Keempat, mekanisme pengambilan keputusan dalam rapat KSSK yang dilakukan berdasarkan musyawarah mufakat sehingga memungkinkan tidak diperolehnya keputusan jika tidak menghasilkan kata sepakat dari seluruh anggota KSSK.

"Oleh karena itu perlu ada formulasi baru dalam mekanisme pengambilan keputusan jika musyawarah dan mufakat tidak tercapai," ujarnya.

Kelima, penanganan permasalahan likuiditas Bank DSIB dengan adanya jaminan yang diberikan pemerintah atas Pinjaman Likuiditas Khusus (PLK) yang jatuh tempo saat Bank SIB tidak mampu melunasi PLK.

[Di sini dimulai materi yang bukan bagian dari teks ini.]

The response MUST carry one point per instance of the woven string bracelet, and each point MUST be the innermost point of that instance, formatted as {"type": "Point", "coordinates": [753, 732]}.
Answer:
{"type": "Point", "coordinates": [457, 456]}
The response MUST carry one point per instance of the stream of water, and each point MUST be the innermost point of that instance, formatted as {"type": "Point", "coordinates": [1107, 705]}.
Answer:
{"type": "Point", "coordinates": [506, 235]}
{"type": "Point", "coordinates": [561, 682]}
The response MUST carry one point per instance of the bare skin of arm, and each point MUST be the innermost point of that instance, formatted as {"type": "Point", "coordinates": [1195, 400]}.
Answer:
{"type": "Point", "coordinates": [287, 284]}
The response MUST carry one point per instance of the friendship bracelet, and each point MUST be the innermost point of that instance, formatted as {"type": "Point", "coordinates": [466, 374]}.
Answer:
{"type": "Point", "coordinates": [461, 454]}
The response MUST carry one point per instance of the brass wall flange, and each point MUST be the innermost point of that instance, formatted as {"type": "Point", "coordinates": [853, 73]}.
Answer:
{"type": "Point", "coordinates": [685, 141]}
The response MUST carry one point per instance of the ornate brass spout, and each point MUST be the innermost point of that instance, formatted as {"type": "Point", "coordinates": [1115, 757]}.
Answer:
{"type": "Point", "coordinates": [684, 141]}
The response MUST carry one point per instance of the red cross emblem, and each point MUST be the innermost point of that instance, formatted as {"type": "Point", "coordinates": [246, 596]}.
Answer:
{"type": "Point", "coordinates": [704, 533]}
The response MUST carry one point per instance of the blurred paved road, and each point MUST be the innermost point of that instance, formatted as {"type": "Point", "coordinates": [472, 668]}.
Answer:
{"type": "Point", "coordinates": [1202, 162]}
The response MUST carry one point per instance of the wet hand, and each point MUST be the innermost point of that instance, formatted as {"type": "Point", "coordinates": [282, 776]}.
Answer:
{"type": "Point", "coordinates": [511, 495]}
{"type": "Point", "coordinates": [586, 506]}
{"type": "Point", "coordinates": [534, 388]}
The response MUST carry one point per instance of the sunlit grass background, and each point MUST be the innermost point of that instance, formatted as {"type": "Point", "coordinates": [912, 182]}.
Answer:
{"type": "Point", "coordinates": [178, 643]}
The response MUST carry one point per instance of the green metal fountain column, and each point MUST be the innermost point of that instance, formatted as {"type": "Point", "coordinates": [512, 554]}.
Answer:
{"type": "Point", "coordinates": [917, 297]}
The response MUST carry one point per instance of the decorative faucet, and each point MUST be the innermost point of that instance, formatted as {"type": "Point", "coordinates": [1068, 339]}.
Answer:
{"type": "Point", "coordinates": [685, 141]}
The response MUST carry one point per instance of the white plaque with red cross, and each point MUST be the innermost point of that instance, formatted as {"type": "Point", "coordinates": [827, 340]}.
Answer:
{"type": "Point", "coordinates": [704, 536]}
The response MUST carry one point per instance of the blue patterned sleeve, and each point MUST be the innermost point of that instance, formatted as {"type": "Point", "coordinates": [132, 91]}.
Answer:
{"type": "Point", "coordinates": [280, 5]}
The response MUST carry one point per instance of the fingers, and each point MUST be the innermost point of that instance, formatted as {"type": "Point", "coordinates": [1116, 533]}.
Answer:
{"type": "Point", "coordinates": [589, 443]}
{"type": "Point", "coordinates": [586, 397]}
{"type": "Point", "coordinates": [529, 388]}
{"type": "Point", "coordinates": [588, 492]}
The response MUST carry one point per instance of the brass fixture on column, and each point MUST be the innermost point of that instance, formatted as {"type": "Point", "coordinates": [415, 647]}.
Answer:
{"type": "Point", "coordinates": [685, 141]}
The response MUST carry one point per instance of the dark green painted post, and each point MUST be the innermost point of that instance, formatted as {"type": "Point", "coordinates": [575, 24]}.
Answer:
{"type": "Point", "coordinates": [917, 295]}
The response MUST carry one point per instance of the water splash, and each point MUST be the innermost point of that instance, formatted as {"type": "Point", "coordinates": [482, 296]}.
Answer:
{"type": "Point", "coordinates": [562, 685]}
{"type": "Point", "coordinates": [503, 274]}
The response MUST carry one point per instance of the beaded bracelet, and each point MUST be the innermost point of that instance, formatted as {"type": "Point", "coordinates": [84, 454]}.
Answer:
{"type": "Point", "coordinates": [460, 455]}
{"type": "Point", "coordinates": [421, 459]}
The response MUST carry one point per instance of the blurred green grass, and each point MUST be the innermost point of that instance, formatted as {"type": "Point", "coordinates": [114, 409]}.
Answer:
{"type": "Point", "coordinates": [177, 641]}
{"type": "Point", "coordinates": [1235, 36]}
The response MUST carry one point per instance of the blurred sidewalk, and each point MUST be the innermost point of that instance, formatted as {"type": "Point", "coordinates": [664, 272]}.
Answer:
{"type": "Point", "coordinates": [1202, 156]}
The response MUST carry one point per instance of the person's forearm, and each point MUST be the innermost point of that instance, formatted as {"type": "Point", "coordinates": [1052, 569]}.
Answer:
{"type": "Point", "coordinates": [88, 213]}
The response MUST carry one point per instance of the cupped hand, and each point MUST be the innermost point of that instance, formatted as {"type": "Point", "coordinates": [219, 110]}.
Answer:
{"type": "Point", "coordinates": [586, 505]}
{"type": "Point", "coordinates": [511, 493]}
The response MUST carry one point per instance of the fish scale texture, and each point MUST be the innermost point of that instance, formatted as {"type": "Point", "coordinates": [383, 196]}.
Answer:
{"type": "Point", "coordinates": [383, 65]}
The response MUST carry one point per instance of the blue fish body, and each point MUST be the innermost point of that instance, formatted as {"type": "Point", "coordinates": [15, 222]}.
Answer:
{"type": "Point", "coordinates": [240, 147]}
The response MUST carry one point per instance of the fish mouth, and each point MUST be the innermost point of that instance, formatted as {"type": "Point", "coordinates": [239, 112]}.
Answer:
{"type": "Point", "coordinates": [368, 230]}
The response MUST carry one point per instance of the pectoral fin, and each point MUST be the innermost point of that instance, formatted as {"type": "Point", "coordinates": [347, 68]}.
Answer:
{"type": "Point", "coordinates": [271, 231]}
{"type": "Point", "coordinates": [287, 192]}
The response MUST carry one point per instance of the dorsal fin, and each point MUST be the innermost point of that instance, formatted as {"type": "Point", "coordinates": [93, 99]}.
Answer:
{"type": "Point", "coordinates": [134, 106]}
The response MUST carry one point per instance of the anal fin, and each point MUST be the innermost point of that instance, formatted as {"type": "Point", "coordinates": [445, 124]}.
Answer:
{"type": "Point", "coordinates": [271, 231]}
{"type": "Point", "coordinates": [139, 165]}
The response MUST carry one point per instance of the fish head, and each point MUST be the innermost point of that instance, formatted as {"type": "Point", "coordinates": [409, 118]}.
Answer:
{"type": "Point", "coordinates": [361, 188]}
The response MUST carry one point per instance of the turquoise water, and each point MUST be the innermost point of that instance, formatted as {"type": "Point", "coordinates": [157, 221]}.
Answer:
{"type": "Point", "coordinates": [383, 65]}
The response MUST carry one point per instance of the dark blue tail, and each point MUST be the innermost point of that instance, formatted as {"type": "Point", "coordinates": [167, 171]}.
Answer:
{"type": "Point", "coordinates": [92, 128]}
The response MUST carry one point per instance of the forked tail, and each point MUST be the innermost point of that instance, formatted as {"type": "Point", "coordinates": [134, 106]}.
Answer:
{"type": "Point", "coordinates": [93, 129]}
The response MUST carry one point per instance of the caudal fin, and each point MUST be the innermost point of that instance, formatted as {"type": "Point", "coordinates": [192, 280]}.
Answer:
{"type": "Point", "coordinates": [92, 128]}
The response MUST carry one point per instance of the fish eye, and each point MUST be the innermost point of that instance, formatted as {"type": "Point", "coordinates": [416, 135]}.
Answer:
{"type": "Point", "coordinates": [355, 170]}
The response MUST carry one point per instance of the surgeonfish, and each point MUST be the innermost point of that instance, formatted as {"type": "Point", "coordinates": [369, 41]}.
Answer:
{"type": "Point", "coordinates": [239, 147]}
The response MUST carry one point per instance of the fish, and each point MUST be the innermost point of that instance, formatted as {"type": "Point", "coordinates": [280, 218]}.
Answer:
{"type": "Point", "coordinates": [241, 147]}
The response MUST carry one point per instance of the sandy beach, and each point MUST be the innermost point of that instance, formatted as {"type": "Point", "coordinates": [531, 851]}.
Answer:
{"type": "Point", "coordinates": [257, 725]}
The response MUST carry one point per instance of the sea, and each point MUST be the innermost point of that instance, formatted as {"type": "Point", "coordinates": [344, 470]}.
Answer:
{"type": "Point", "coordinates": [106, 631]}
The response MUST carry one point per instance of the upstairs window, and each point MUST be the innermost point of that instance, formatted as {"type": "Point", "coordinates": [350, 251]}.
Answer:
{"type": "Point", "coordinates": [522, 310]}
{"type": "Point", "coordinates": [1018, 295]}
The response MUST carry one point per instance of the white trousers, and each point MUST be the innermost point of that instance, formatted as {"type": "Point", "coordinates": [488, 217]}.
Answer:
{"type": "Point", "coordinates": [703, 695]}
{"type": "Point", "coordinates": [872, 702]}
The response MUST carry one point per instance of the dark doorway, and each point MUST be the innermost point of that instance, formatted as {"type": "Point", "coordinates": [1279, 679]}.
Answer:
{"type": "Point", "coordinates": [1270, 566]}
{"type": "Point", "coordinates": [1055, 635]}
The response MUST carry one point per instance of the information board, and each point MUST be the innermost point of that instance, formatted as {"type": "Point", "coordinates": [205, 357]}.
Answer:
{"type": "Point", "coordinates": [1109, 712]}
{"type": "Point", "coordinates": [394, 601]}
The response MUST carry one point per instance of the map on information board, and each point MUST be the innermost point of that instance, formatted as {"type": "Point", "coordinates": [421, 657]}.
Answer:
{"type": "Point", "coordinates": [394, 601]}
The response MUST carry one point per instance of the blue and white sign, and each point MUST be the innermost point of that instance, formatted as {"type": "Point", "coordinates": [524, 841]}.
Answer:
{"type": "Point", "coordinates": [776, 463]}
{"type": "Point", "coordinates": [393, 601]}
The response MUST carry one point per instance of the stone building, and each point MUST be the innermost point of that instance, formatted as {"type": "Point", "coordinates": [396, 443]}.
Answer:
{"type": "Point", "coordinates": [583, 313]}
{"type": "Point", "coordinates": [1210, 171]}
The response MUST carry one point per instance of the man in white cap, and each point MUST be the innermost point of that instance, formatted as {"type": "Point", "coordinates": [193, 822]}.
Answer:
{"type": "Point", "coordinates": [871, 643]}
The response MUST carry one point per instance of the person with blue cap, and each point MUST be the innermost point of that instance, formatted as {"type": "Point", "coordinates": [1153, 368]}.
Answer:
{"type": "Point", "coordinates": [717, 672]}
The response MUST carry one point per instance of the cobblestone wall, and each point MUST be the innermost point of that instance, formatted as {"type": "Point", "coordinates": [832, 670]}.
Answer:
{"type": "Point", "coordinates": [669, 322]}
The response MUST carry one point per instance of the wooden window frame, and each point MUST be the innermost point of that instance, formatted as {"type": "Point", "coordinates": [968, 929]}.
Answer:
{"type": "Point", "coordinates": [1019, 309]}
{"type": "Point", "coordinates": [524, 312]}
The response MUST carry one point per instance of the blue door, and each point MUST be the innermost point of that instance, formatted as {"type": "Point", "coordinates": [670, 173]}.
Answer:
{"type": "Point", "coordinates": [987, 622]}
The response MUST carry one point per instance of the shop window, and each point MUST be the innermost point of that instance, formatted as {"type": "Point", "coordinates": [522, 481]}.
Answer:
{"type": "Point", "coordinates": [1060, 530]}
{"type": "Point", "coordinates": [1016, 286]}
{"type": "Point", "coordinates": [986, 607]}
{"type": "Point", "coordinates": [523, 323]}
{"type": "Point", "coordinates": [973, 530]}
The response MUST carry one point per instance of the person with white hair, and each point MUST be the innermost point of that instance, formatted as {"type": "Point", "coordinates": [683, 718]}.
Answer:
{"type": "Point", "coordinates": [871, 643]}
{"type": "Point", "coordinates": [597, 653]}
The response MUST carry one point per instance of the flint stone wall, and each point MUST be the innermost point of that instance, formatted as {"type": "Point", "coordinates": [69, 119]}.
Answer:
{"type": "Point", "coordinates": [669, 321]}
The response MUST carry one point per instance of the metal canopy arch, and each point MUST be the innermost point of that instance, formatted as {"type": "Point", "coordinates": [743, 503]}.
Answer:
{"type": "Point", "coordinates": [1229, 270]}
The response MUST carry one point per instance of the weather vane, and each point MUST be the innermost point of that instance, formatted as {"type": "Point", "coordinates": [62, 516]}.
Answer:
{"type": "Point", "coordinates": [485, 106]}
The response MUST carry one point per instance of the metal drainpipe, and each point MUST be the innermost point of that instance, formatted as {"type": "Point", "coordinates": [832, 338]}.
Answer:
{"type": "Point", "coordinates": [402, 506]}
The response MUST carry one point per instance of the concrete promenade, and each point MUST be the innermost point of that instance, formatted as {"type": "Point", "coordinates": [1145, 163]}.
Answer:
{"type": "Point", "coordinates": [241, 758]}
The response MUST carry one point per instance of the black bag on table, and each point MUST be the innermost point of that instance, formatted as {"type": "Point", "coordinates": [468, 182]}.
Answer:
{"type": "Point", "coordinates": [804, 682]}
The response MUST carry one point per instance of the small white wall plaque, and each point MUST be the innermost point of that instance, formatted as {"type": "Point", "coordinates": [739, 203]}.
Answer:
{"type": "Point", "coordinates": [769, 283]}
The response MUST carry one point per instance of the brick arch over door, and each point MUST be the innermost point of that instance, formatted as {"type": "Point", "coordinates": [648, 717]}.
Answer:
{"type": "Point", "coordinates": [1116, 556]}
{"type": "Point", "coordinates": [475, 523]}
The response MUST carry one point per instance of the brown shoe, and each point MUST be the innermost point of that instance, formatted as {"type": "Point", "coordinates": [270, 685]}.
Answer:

"Pasal ini memberikan peluang bagi para pemilik bank untuk melakukan moral hazard dengan berupaya untuk tidak melunasi PLK karena adanya jaminan dari pemerintah," katanya.

Keenam, terkait dengan status Badan Restrukturisasi Perbankan (BRP) yang dapat aktif dan non aktif, sehingga menurutnya bisa memberikan peluang lembaga ini tidak bekerja maksimal.

"Oleh karena itu status pembentukan Badan Restrukturisasi ini perlu dipertimbangkan apakah harus dibuat permanen atau hanya bersifat lembaga ad hok," katanya.

Ketujuh, masalah pendanaan yang menurutnya penggunaan dana APBN untuk penanganan kondisi tidak normal (krisis) perlu ada batasan maksimum demi menjaga stabilitas fiskal pemerintah dan keberlanjutan progam-progam kerja pemerintah.

Kendati demikian, dia menekankan pentingnya UU JPSK ini dikarenakan tidak menentunya kondisi keuangan global, terlebih dengan indikator pertumbuhan ekonomi Indonesia yang ditargetkan 5,7 persen dalam APBNP 2015 dan baru terealisasi 4,67 persen dengan perkiraan capaian 5 persen pada akhir tahun 2015.

Selain itu target inflasi sebesar 5 persen yang sampai september masih 2,24, nilai tukar rupiah terhadap dolar AS yang ditargetkan Rp12.500 dan sekarang sedang berada pada kisaran Rp13.400 mungkin pada akhir tahun Rp13.900 serta kondisi perbankan dimana cadangan devisa kita 101,72 miliar dolar AS dan suku bunga acuan BI sebesar 7,5 persen.

"Karenanya saya rasa ini perlu untuk ada regulasinya, namun harus diperkuat dengan melakukan perbaikan dalam poin-poin yang saya sampaikan tadi," ujarnya.